またその当時のアメリカではマリファナというものが非常にはやっていまして、警察官であろうと弁護士であろうと教師であろうと、色々な職業の方達がマリファナを吸っていました。タクシードライバーも例外で無くたばこを吸っていました。客を待っている間にマリファナを吸って、そしてお客さんを乗せていくと。私の記憶ではちょっと日本では考えられない様な異常な世界だったのを覚えております。またその当時は犯罪が日常茶飯事で私の記憶では3分に1回くらいパトカーや救急車のサイレンが鳴ったのを覚えています。
またその当時はちょうど日本の大手企業がニューヨークに支店を開設した時期で、支店長として優秀な日本人がニューヨークに送られてきた当時です。支店長クラスで送られてくる人達は一流大学を卒業したエリートの人達でしたが、アメリカ人との人間関係や文化の違いで悩み、自殺する人が多かったのを覚えています。例としまして、ある日本人支店長が自分の使っているアメリカ人の事務員にお茶を入れてくれと頼んだだけで訴えられたケースを記憶しております。

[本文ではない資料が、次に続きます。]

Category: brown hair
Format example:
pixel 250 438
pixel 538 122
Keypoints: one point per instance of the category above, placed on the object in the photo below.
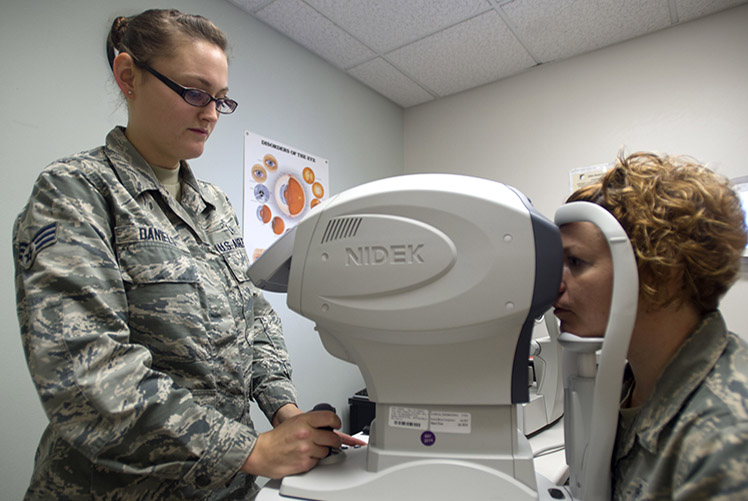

釧路で生まれ育った私には摩天楼がそびえ立つニューヨークでの3年間の生活に疲れ、大都会を離れ違う場所でアメリカを体験したく、この後フロリダ州の最南端、キーウエストというところの大学に行きました。アメリカは国が広く、場所が違うと言葉や人の感じも違ってきます。キーウエストでは昼は大学に行き、夕方から夜遅くまで地元のイタリアンレストランで皿洗いとしてアルバイトをしました。大学で使われている英語のレベルは非常に高度で、講義についていくのが大変でした。夜のバイトも暑いキッチンで汗だくで働かなければならず大変でしたが、その中で面白い経験をしました。ある日、そのレストランのオーナーが大きなカジキマグロを釣ってきました。このオーナーは大物ねらいのゲームフィッシングが好きで、釣り用のクルーザーを持っていました。彼は店のコックの人達に誰かこのカジキを料理して、店に料理として出してくれるかと聞きました。見ていると誰も手を挙げずオーナーが困っていましたので、それを見た私は手を挙げて、すみません、何か時間が来てしまった様ですので、何か色々書いてきたのですけれども、誠に申し訳無いのですけれども、結論も出ずもう少しお話ししたかったのですけれども、皆さんの時間も過ぎておりますので大変申し訳ないのですけれども、ここで止めさせていただきます。また機会がありましたらお話ししたいと思います。失礼いたします。